The boy had good response without excessive toxicity to standard-dose chemotherapy and sustained remission of the malignant disease. In the general pediatric population HD has a very favorable prognosis with combined multimodality treatment approach, and objectives of contemporary clinical trials are to limit late adverse therapy-related effects [13]. However, the outcome of A-T patients with HD remains poor. The problem of the appropriate chemotherapy regimen is still debated and controversial because of the small series of A-T patients with HD [3, 14]. Our case report supports the opinion that standard chemotherapy regimens are well tolerated [3, 11]. On the other hand, the patient experienced severe radiation-induced complications: esophagitis and pericarditis at a very low total dose of irradiation. Distinctive features of the pericarditis were the long latent period (more than a year) and exudative characteristic, requiring a pericardiotomy and surgical drainage. Usually pericarditis is an early complication of the mediastinal irradiation [15]. The late-onset pericarditis in the general population is mostly constrictive and associated with higher doses of mediastinal irradiation 35–40 Gy [16, 17]. Localization of the skin telangiectasias on the radiation site, as in this case, or on the sun exposed areas, is another marker of radiosensitivity. Thus, the increased radiosensitivity was a cornerstone for suspecting A-T on clinical grounds.
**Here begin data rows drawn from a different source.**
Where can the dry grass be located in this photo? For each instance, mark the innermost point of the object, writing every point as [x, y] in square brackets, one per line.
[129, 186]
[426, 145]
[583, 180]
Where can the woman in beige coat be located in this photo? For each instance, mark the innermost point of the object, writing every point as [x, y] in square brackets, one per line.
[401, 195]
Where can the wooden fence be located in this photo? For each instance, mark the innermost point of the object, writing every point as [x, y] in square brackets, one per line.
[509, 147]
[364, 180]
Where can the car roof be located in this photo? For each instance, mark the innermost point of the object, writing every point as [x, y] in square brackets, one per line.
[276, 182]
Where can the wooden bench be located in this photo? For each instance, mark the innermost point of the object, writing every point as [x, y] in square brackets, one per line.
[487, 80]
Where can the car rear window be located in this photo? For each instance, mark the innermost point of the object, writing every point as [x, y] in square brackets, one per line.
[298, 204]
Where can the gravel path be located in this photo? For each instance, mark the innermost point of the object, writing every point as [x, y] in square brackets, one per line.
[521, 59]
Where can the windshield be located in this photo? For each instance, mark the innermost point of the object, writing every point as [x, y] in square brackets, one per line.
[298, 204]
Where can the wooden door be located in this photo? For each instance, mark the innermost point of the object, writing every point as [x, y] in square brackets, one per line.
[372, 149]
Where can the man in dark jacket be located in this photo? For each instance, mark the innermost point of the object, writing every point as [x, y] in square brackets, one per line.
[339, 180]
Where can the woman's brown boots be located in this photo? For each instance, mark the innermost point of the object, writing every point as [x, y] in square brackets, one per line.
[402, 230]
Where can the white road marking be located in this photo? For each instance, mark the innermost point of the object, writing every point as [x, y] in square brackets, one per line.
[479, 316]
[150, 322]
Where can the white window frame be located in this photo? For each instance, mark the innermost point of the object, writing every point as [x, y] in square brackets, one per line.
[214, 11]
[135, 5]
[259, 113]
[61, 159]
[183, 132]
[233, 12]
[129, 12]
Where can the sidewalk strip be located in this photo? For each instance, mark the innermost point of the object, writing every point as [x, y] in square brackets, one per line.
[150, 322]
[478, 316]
Respiratory infections are the major cause of morbidity and mortality of A-T patients. Steroids may play a role in controlling the chronic pulmonary inflammation and fibrosis. In our case despite the long-term steroid treatment the progressive lung disease led to lethal outcome at the age of nine. The patient did not receive Bleomycin, which could possibly contribute to the progression of the chronic lung disease in A-T [10, 18]. The several episodes of hemoptysis were caused more probably by a severe chronic inflammation rather than by telangiectasias of the respiratory tract. The latter were not proven by the tracheobronchoscopy.
In conclusion, association of incoordination symptoms like ataxia, fine motor delay, and so forth in children with malignant lymphoma should always raise the suspicion of A-T. The timely diagnosis is important to avoid therapeutic irradiation associated with increased radiosensitivity. Chemotherapy is well tolerated by A-T patients with HD at standard doses and schedules.